Foundations of Civilization
Unit 1 -- Foundations of Civilization.
Learning Targets:
- Understand how scientists, anthropologist, and historians study human origins
- Identify the characteristics of the earliest humans
- Explain what is meant by the domestication of plants and animals and why farming permitted world population to grow and people to live in larger and denser communities
- Analyze the differences between a hunter-gathering way of life and a settled agricultural one
- Discuss how agricultural societies developed around the world
- Describe the ways in which the rate of change accelerated between 10,000 BC and 1000 BC
Final Assessment: Unit test
Day 1 -- Introduction to the concept of Prehistory and the tools used by scientists to study the era before written communication.
- Prehistory Reading
- Khan academy video ( 0:00 - 1:51)
- Prehistory presentation slides
Days 2-3: Textbook reading Ch. 1, Section 1. Complete the following handout and review the following slideshow in preparation for quiz #1 on Friday.
Day 4: After completing a simulation contrasting lives of hunter-gatherers and settled farmers, complete the following handout that accompanies text pages 14-18.
Day 5: Watch the Crash Course video on the Agricultural Revolution and consider these questions:
- There are few, if any, written records from the age of foraging. So how do we know so much about this period?
- What is foraging?
- What does John Green say was one of the most efficient proteins for early human hunters and how did this affect early settlement areas?
- How did the life and health of a foreigner compare to that of a farmer?
- What are the advantages and disadvantages of farming?
- Why didn't herding catch on all over the world?
- Why did agriculture begin independently around the world at the same time?
- Why is history not just a series of dates, people, and events but more about processes?
Day 6: Today we are discussing the domestication of plants and animals in the Neolithic age and further examining some of the pros and cons of life as settled farmers versus hunter-gatherers.

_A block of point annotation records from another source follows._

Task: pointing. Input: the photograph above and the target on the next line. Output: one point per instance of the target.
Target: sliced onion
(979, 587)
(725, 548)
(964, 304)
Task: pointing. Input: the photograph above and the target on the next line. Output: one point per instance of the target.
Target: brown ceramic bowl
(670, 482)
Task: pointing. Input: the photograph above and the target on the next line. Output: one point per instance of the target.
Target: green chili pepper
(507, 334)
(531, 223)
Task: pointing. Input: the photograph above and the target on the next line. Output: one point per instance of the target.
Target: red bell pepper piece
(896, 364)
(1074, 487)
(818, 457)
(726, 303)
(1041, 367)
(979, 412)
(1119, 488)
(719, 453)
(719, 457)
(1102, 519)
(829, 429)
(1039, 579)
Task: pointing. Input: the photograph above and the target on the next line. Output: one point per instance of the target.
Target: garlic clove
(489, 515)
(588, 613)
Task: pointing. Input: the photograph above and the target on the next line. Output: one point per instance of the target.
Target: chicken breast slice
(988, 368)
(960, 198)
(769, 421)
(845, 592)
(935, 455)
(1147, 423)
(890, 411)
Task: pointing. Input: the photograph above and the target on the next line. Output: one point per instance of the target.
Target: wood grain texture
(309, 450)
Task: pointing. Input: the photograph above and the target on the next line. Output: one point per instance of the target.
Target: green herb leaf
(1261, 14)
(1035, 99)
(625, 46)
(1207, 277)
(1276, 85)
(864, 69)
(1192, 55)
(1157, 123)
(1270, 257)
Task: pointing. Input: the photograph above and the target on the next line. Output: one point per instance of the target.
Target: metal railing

Handouts utilized in class can be found at the following URL (Lessons 1 &2): http://worldhistoryforusall.ss.ucla.edu/units/three/panorama/03_panorama.pdf
Day 7: Groupwork in the lab -- researching various elements of civilization -- examples from early civilizations (Indus Valley, Sumer, Shang Dynasty, Mesoamerica, Minoans, etc. Graphic organizer used in class was not graded, it was simply developed for in class discussion.
Day 8: Quiz #2 (Largely rooted in text Chapter 1, Section 2)
Day 9-10: Discussion -- Elements of Civilization. See slideshow below:
Day 10 -11: Review and Exam on the Foundations of Civilization. Study guides were distributed at the onset of the unit.